Le parlement d'Ottawa

Les conservateurs forcent un marathon parlementaire à Ottawa

OTTAWA — Une stratégie parlementaire des députés de l’opposition du Parti conservateur (PC) a forcé les députés fédéraux à passer la nuit de vendredi à la Chambre des communes.

La tactique dilatoire des conservateurs consiste à forcer depuis jeudi midi le vote sur plus de 250 motions. Cette stratégie parlementaire, appelée filibuster, pourrait durer une quarantaine d’heures, selon l’opposition officielle.

Les conservateurs ont lancé cette stratégie après que les députés de la majorité du Parti libéral (PLC) aient rejeté une de leurs motions. Celle-ci exigeait que Daniel Jean, le conseiller à la sécurité nationale et au renseignement auprès du premier ministre pour le bureau du Conseil privé, témoigne devant les membres du comité parlementaire de la sécurité publique et nationale.
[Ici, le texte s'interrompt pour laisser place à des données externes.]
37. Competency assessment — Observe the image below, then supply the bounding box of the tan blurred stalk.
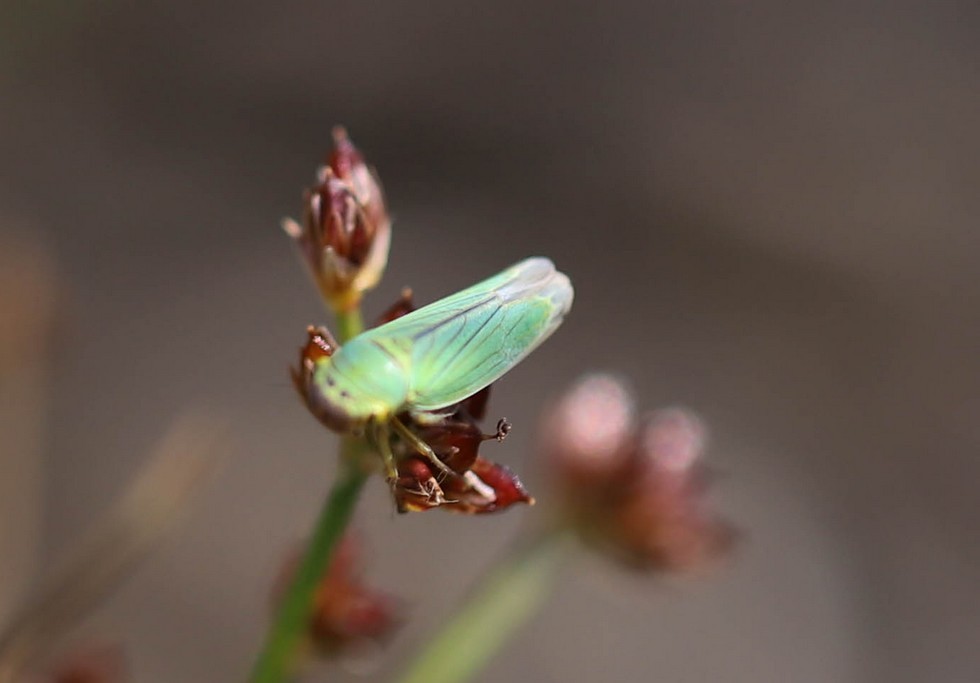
[0,236,55,623]
[0,413,226,683]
Le critique du Parti conservateur en matière d’Affaires étrangères, Erin O’Toole, affirme que Daniel Jean doit s’expliquer devant le comité sur les informations qu’il a transmises aux journalistes pendant le récent voyage du premier ministre en Inde.

M. Jean avait laissé entendre que des factions au sein du gouvernement de l’Inde avaient pu saboter le voyage de M. Trudeau qui a été politiquement très difficile. Cette théorie a été rapidement niée et dénoncée par le gouvernement indien.

En raison du filibuster, d’importantes réclamations de temps supplémentaire seront réclamées par des employés de la Chambre des communes qui doivent rester sur place en raison de la présence continuelle des députés. Parmi ces employés figurent les préposés à la sécurité, à la cafétéria, au transport, à la traduction, à l’entretien et aux services techniques.

De plus, certains députés et ministres ont dû renoncer à des engagements. Par exemple, le ministre des Transports, Marc Garneau, ne pourra prononcer vendredi matin une allocution prévue à Lac-Mégantic dans le cadre d’un colloque sur la sécurité ferroviaire organisé par la Fédération québécoise des municipalités.

En 2011, un filibuster provoqué par le Nouveau Parti démocratique (NPD) contre le gouvernement conservateur de l’époque avait duré 58 heures. Le gouvernement Harper, à ce moment-là, avait d’abord calculé que la manoeuvre coûtait 50 000$ par heure aux contribuables, avant de remettre en question ce calcul.